投資の背景にはNAND型フラッシュメモリーの需要急増に対する期待がある。在宅勤務やオンライン教育、動画視聴などデータ使用量が増えているためだ。市場調査会社IDCは、2016年に16.1ゼタバイト(ゼタは10の24乗)だった世界のデータ発生量が25年には163ゼタバイトに増加すると見込まれる。10倍に増えれば、それに見合うデータを保存するNAND型フラッシュメモリーの需要も増えるとの判断だ。サムスン電子は今年4月の業績発表に際し、今年下半期のNAND型フラッシュメモリーの需給状況が追い風になるとの見方を示した。

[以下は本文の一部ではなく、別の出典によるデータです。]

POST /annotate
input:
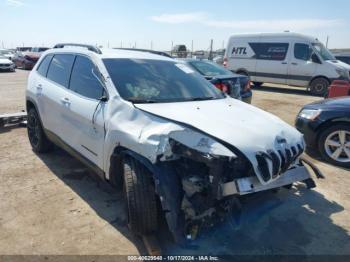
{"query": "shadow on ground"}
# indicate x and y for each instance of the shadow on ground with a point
(296, 221)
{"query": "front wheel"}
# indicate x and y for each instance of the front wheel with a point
(334, 145)
(140, 198)
(319, 86)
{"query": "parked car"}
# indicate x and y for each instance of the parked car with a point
(237, 86)
(6, 53)
(25, 60)
(151, 125)
(339, 88)
(285, 58)
(179, 51)
(148, 51)
(344, 57)
(6, 64)
(326, 126)
(39, 49)
(218, 60)
(24, 49)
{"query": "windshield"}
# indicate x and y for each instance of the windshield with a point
(322, 51)
(155, 81)
(5, 52)
(208, 68)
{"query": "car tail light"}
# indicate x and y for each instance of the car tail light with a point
(225, 62)
(222, 87)
(247, 86)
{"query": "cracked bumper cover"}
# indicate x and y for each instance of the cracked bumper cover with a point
(248, 185)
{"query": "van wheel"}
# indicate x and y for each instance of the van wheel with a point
(319, 86)
(258, 84)
(140, 197)
(37, 138)
(334, 144)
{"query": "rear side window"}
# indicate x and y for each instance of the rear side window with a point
(60, 68)
(85, 80)
(270, 51)
(44, 65)
(302, 51)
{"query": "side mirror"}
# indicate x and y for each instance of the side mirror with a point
(315, 59)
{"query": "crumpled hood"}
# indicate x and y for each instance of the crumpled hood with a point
(246, 127)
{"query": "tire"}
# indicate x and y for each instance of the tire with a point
(140, 198)
(319, 86)
(258, 84)
(330, 144)
(37, 138)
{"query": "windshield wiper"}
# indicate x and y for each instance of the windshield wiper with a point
(142, 101)
(201, 98)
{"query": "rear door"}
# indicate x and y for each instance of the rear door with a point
(301, 68)
(84, 117)
(272, 61)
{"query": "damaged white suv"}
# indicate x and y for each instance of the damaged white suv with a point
(157, 129)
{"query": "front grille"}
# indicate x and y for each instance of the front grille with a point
(281, 160)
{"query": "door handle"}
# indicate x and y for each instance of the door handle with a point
(65, 101)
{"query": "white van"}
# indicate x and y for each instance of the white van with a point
(284, 58)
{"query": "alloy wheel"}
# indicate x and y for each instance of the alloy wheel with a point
(337, 146)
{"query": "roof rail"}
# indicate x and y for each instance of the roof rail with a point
(147, 51)
(89, 47)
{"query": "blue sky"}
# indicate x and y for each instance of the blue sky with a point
(161, 22)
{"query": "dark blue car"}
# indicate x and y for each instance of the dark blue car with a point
(237, 86)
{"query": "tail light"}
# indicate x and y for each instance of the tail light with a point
(225, 62)
(222, 87)
(247, 86)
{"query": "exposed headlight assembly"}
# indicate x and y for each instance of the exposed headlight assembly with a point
(310, 114)
(342, 73)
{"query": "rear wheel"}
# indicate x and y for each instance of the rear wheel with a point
(140, 197)
(36, 135)
(319, 86)
(334, 145)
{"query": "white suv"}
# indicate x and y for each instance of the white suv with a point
(156, 128)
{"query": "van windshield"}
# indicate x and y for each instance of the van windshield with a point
(155, 81)
(323, 52)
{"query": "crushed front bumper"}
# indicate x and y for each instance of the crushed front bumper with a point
(248, 185)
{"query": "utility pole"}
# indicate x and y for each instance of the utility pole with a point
(211, 50)
(192, 48)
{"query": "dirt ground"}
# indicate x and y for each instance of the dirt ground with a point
(49, 204)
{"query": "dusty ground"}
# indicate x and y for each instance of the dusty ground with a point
(50, 205)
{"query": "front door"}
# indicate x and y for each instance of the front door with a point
(84, 117)
(301, 68)
(272, 62)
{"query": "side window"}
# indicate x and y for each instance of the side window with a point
(270, 51)
(60, 68)
(302, 51)
(85, 80)
(44, 65)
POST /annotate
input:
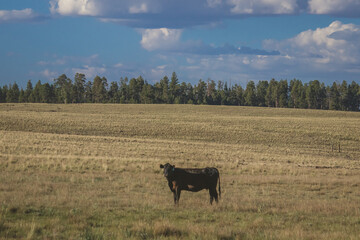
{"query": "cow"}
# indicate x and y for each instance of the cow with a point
(192, 179)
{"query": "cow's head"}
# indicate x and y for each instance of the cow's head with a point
(169, 170)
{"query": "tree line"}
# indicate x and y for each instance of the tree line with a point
(273, 93)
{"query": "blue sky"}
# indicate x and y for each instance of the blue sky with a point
(229, 40)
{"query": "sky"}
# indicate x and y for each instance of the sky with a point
(230, 40)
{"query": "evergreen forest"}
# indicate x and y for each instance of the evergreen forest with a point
(280, 94)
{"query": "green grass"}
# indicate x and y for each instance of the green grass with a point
(92, 172)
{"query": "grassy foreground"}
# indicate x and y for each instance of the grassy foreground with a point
(92, 172)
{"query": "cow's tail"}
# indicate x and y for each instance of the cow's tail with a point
(219, 185)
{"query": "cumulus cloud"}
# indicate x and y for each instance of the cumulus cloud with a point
(345, 8)
(75, 7)
(337, 43)
(164, 39)
(18, 15)
(263, 6)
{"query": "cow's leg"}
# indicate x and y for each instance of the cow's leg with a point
(213, 194)
(174, 197)
(178, 192)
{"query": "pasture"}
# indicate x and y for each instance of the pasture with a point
(92, 171)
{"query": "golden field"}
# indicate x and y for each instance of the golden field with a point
(92, 171)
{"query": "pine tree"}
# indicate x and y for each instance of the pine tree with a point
(88, 92)
(261, 88)
(173, 88)
(79, 88)
(249, 95)
(164, 83)
(99, 89)
(28, 92)
(114, 95)
(63, 89)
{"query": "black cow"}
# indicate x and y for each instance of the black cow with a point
(192, 179)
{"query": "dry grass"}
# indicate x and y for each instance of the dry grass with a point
(92, 172)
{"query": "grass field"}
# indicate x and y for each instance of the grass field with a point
(92, 172)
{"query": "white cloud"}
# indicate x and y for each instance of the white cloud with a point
(48, 74)
(89, 71)
(75, 7)
(336, 44)
(142, 8)
(17, 15)
(263, 6)
(347, 8)
(160, 39)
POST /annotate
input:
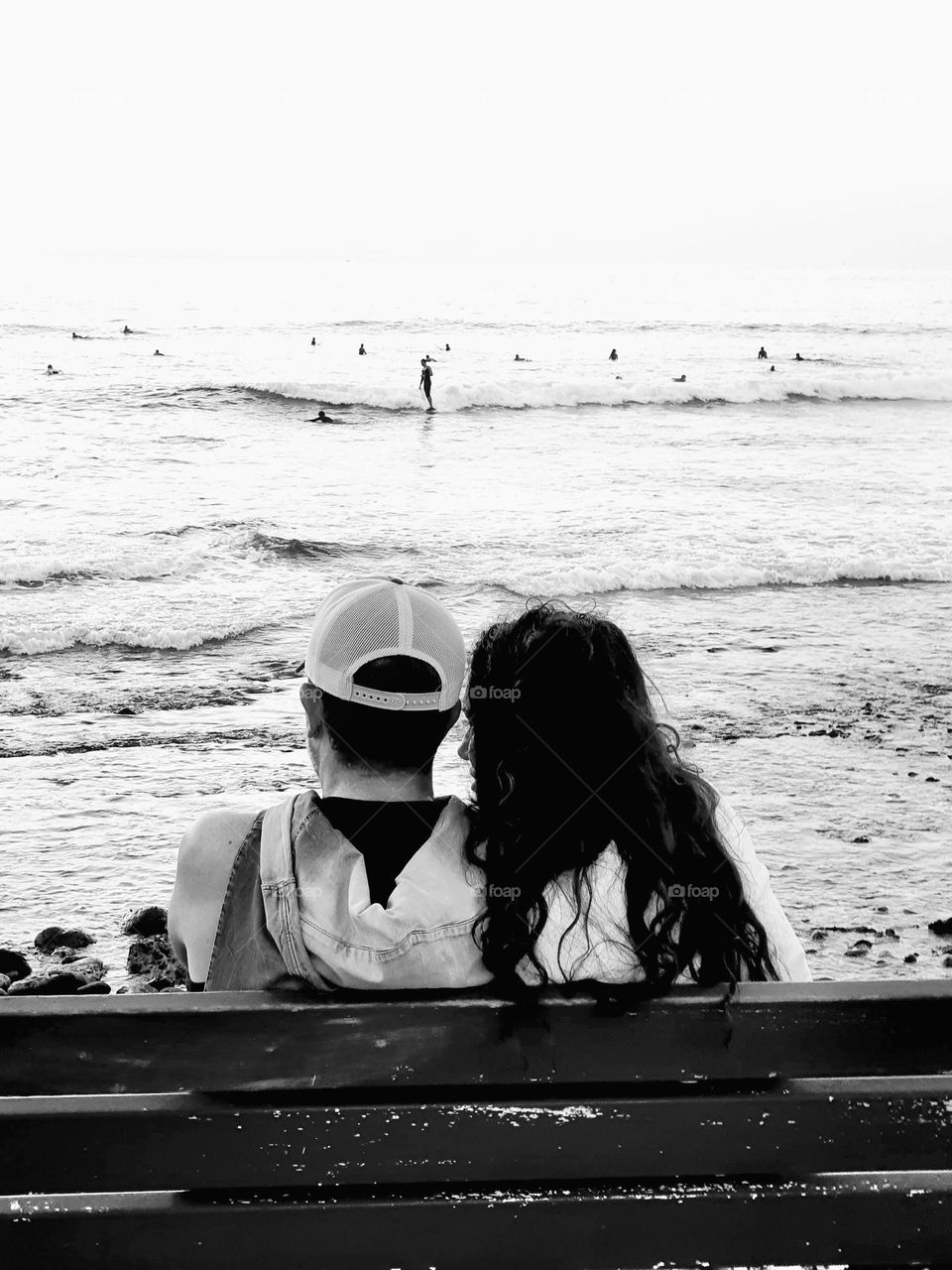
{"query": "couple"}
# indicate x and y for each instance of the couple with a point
(589, 849)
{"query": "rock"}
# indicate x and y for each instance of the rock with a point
(46, 984)
(14, 964)
(49, 938)
(153, 956)
(89, 969)
(55, 937)
(146, 921)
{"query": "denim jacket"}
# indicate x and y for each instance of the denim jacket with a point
(298, 911)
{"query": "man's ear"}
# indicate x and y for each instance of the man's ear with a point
(311, 698)
(453, 715)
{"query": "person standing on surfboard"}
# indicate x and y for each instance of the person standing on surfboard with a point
(426, 380)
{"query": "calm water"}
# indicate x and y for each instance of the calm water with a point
(778, 545)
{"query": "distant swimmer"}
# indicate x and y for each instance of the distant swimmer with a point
(426, 380)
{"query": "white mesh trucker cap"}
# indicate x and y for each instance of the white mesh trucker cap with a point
(375, 617)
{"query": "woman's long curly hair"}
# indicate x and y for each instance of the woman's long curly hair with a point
(569, 757)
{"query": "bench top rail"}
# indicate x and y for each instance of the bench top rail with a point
(231, 1042)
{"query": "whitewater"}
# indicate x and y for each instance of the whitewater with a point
(775, 543)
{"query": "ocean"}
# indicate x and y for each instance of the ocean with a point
(774, 536)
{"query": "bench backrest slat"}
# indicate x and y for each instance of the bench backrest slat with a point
(194, 1142)
(865, 1219)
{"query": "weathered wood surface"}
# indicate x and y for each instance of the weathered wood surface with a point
(231, 1042)
(865, 1219)
(178, 1142)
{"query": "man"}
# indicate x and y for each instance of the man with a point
(367, 884)
(426, 380)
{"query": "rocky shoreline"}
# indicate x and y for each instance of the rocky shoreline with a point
(64, 966)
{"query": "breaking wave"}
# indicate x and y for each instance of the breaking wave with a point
(530, 393)
(729, 575)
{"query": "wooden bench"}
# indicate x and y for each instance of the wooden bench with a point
(788, 1124)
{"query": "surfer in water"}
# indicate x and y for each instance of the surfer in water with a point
(426, 381)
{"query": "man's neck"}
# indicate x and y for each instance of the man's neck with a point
(338, 780)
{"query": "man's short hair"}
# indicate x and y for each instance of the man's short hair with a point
(389, 740)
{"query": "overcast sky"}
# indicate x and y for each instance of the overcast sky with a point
(716, 131)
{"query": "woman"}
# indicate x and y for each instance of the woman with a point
(606, 856)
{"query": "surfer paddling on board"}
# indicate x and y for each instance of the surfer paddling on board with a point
(426, 381)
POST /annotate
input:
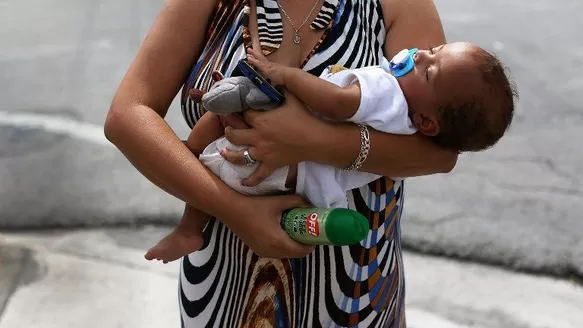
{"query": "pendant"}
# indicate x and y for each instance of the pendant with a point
(297, 39)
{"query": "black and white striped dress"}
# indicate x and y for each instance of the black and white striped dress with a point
(225, 284)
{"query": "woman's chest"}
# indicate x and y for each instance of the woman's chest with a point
(350, 33)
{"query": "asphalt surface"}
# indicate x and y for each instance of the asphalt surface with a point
(517, 205)
(98, 278)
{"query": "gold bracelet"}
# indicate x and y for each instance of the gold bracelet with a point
(364, 148)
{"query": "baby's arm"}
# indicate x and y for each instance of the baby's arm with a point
(320, 96)
(207, 129)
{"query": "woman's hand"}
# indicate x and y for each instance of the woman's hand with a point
(283, 136)
(257, 223)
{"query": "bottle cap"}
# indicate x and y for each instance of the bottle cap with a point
(345, 227)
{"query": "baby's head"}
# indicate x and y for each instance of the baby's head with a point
(460, 96)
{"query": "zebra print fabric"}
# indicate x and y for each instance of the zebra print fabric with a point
(227, 285)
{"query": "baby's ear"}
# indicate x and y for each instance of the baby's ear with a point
(426, 124)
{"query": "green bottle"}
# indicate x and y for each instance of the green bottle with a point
(325, 226)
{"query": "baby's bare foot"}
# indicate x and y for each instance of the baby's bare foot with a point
(177, 244)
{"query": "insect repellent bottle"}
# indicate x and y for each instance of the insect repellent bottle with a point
(325, 226)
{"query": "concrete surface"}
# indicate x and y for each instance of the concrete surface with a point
(517, 205)
(98, 278)
(62, 61)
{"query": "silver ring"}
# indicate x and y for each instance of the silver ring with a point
(249, 161)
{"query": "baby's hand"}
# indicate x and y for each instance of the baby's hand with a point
(270, 70)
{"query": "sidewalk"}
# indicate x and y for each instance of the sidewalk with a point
(98, 278)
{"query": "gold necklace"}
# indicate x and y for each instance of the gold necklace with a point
(297, 39)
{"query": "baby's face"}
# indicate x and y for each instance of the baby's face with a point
(442, 75)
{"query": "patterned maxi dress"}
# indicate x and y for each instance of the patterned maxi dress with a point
(225, 284)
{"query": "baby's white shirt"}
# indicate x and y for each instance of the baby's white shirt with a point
(382, 107)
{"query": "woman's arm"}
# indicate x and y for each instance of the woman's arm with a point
(135, 121)
(136, 126)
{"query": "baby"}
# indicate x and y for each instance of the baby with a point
(456, 94)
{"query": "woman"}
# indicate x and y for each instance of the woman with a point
(227, 284)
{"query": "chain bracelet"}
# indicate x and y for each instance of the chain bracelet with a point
(364, 148)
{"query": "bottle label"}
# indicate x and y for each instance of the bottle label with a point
(306, 225)
(312, 225)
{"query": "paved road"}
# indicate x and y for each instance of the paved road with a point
(48, 276)
(519, 204)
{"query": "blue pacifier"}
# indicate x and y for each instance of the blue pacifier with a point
(401, 64)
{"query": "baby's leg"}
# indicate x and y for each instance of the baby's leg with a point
(187, 237)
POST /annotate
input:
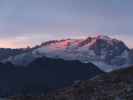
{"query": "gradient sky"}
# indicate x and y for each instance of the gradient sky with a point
(30, 22)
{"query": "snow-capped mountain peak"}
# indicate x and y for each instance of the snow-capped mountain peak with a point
(103, 51)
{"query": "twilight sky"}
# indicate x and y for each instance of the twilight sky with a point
(30, 22)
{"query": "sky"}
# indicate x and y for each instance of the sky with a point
(30, 22)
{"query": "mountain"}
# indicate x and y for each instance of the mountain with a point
(105, 52)
(7, 52)
(116, 85)
(42, 74)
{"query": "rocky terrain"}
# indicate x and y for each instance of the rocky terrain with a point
(116, 85)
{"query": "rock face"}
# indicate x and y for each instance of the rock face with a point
(103, 51)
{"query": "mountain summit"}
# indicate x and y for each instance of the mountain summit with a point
(105, 52)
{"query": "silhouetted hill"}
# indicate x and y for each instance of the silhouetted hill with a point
(41, 75)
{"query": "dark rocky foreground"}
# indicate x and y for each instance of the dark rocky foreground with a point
(117, 85)
(41, 75)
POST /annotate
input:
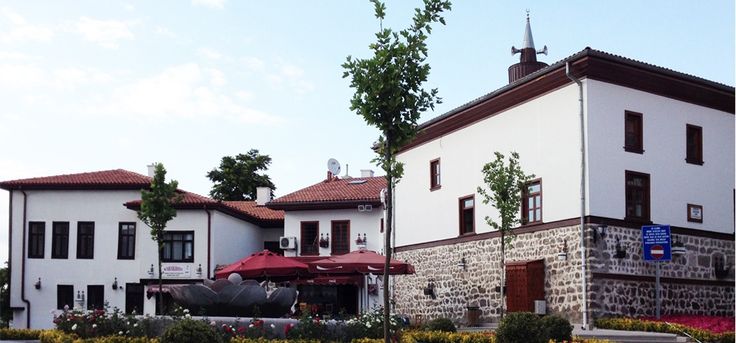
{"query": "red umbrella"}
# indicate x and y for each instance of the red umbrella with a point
(361, 261)
(263, 264)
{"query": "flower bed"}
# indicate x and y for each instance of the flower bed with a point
(632, 324)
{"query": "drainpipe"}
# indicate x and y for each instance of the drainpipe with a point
(23, 264)
(209, 240)
(582, 195)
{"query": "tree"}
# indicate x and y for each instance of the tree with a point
(506, 184)
(157, 209)
(389, 96)
(238, 177)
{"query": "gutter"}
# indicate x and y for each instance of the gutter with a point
(583, 256)
(209, 240)
(23, 263)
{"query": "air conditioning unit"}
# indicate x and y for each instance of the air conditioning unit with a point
(287, 243)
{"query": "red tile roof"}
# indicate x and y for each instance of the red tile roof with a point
(106, 179)
(260, 212)
(332, 194)
(119, 179)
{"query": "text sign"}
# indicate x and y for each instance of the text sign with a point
(656, 241)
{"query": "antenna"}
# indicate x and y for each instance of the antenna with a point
(333, 166)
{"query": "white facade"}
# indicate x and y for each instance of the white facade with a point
(544, 131)
(231, 239)
(363, 223)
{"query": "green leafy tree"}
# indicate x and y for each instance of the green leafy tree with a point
(5, 313)
(389, 95)
(157, 209)
(506, 183)
(238, 177)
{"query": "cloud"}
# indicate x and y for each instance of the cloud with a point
(106, 33)
(182, 91)
(216, 4)
(20, 30)
(209, 53)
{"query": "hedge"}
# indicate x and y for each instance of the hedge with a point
(631, 324)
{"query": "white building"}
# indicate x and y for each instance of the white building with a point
(657, 148)
(333, 217)
(76, 240)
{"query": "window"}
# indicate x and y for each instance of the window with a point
(694, 144)
(694, 213)
(633, 132)
(126, 241)
(64, 296)
(309, 238)
(340, 237)
(467, 215)
(178, 246)
(95, 297)
(36, 237)
(637, 196)
(434, 174)
(85, 240)
(60, 240)
(531, 203)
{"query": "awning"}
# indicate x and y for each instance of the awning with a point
(355, 280)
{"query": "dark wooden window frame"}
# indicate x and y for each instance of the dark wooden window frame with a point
(89, 253)
(435, 181)
(697, 155)
(64, 296)
(638, 146)
(690, 217)
(646, 209)
(303, 243)
(461, 215)
(60, 240)
(171, 239)
(525, 203)
(334, 236)
(36, 240)
(126, 251)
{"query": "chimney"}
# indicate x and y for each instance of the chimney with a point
(528, 62)
(263, 195)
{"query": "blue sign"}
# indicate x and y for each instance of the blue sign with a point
(656, 241)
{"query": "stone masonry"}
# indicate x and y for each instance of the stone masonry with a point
(618, 282)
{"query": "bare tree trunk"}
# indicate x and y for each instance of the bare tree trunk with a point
(503, 273)
(387, 247)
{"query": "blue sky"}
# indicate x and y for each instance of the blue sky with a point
(95, 85)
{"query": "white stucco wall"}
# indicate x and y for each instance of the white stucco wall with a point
(544, 131)
(233, 239)
(368, 223)
(674, 183)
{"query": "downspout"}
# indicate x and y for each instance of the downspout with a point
(583, 256)
(209, 240)
(23, 264)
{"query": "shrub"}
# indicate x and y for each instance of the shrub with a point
(440, 324)
(19, 334)
(521, 327)
(556, 328)
(190, 331)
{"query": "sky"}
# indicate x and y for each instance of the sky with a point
(98, 85)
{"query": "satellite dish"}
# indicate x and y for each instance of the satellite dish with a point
(333, 166)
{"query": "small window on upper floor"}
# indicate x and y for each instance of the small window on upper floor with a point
(434, 175)
(633, 132)
(694, 144)
(467, 215)
(531, 203)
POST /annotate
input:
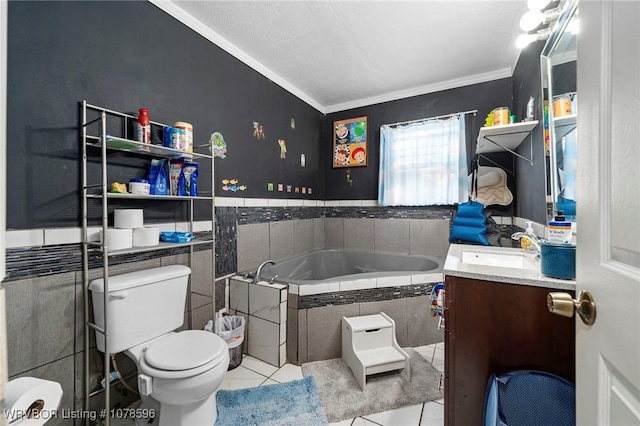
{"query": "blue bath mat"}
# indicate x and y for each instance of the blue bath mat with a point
(293, 403)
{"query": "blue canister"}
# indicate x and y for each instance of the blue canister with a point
(174, 138)
(558, 260)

首位サムスンのライン増設を受け、日本のキオクシア(旧東芝メモリ)、米マイクロン、インテル、韓国のSKハイニックスなど2-6位のライバルメーカーは緊張せざるを得ない状況だ。NAND型フラッシュメモリーは昨年、価格が暴落し、後発メーカーは赤字の崖っぷちに追い込まれた後、今年は新型コロナウイルスによる予想外の需要回復で安堵(あんど)しているところだからだ。サムスンは現在、中国・西安市にもNAND型フラッシュメモリーの生産ラインを増設している。サムスン電子の生産ライン増設が今後、後発メーカーのライン増設につながるかは推移を見守る必要がある。
半導体業界関係者は「サムスン電子が量産時期を来年下半期に定めたことは、首位を十分に守れるという自信の表れだ。2位の日本のキオクシアがシェアを守るには追加投資が必要となるが、追随は容易ではないだろう」と話した。